THE UNSEEN. Paramount Pictures, 1944. Joel McCrea, Gail Russell, Herbert Marshall. Screenplay by Hagar Wilde and Raymond Chandler, based on the novel by Ethel Lina White. Directed by Lewis Allen.

   The sum total of this film adds up to much more than the film itself does.

   To begin with, it is the follow-up to director Lewis Allen’s major surprise hit, the classic ghost story, The Uninvited (reviewed here ), even down to casting perpetual lost waif Gail Russell as the heroine, here a governess in one of those mysterious households dear to the Gothic formula ever since Jane Eyre.

   Then there is the screenplay co-written by none other than Raymond Chandler and based on a novel by Ethel Lina White, who among others wrote the novels which Hitchcock’s The Lady Vanishes and Siodmak’s The Spiral Staircase were based on.

   Then too, there is a cast lead by Joel McCrea and Herbert Marshall, along with such steadfast character actors such as Norman Lloyd and Tom Tully. Even the children playing McCrea’s daughter and wayward son are good actors.

   The plot is that an old dark abandoned mansion sits next to McCrea’s in the city. McCrea once worked for the late owner, known as the Commodore. Deserted now, McCrea’s children insist they see mysterious lights in the house but no one believes them.

   As the film opens, the children spy an old woman walking by the house one night. She sees lights and a figure in the house, and is chased down by the figure. The next day headlines reveal an old woman was killed in an alley nearby. Meanwhile McCrea’s son finds the old lady’s gold watch outside the old house and conceals it so the police don’t know the connection.

   Governess Gail Russell arrives to the cold McCrea household where he questions her qualifications and motives and tells her his children are impossible.
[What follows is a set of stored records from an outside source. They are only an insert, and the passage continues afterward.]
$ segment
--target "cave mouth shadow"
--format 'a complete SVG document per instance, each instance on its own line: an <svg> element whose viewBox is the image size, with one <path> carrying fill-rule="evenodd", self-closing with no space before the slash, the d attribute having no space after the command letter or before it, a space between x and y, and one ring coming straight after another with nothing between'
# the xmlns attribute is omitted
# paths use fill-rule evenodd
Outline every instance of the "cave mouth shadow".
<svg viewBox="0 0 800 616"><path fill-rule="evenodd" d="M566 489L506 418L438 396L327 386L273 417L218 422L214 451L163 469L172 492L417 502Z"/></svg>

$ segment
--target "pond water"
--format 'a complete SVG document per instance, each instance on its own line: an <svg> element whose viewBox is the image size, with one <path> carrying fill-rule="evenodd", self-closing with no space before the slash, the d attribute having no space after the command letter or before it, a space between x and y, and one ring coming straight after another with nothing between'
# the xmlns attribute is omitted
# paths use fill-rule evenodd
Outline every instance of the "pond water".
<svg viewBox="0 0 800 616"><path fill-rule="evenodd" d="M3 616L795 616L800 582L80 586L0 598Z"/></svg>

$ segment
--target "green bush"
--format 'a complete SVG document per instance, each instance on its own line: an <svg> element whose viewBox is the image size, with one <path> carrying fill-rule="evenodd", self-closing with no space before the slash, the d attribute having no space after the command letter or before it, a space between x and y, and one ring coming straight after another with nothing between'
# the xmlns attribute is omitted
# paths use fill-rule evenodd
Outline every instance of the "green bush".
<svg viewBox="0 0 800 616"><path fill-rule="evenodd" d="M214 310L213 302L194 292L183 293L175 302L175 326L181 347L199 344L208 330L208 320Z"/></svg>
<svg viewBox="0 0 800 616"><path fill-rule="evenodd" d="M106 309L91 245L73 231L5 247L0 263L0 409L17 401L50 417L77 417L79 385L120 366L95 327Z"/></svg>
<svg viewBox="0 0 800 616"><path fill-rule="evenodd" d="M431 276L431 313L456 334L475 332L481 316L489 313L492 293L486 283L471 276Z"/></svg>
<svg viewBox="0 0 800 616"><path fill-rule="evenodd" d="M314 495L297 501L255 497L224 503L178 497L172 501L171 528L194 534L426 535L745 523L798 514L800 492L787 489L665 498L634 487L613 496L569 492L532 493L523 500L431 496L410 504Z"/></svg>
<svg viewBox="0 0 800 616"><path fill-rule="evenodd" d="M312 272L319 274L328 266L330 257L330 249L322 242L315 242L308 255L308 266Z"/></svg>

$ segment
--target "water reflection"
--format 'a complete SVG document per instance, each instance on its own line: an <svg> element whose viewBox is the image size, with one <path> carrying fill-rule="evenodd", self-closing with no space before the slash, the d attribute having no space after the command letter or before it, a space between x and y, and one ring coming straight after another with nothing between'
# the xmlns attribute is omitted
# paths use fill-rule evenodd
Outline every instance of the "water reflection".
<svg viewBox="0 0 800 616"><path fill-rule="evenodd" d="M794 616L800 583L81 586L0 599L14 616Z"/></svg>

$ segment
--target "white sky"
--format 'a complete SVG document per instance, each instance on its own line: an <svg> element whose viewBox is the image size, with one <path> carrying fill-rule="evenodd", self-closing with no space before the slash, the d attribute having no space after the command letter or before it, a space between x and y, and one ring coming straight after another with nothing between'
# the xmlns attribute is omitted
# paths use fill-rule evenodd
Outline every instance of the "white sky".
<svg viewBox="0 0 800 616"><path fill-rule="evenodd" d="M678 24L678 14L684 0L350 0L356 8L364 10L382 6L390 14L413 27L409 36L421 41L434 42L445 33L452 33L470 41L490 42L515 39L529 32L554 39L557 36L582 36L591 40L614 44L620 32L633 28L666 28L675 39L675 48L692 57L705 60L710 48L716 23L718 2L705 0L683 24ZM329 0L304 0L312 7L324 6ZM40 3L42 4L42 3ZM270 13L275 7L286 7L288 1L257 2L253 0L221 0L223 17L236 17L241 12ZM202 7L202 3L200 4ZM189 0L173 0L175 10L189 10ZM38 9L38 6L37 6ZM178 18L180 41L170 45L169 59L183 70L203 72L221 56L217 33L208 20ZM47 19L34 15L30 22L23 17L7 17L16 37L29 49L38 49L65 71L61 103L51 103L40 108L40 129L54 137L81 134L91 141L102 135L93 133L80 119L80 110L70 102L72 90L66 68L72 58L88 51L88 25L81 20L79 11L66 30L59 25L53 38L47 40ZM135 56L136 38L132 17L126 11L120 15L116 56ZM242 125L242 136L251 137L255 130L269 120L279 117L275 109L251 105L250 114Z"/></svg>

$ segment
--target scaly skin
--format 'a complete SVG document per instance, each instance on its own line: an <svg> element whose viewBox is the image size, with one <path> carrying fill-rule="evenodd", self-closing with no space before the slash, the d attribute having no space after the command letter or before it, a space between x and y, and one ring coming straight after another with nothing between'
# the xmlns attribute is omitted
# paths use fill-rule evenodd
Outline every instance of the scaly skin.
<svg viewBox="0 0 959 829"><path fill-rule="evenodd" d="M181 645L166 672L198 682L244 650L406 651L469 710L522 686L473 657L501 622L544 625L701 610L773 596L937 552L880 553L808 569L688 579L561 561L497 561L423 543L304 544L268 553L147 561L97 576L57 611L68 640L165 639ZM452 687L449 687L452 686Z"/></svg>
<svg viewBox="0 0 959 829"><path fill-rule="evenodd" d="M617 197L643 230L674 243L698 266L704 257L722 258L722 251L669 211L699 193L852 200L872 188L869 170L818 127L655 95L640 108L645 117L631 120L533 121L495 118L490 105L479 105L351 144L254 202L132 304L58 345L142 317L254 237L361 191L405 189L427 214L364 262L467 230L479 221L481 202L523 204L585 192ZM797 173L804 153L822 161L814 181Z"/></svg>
McCrea is bitter over his wife’s death and the suspicion that hangs over him because of it, as his close friend, doctor Herbert Marshall explains.

   Add to the mix the conniving ex-governess who has an almost hypnotic hold on the boy and the Commodore’s nosy widow (or is she), plus a few red herrings, and you should have the makings of at least a competent little Gothic outing.

   Alas, not so. The Unseen is flat, unconvincing, indifferently acted and directed, and the screenplay has little to say that will hold much interest. The motive for all the goings on is absurd, and the finale unconvincing as the sudden romance between McCrea and Russell.

   It is currently available on YouTube in six parts in a rather poor print. Unless you are a completest or a Masochist, I suggest you leave it there.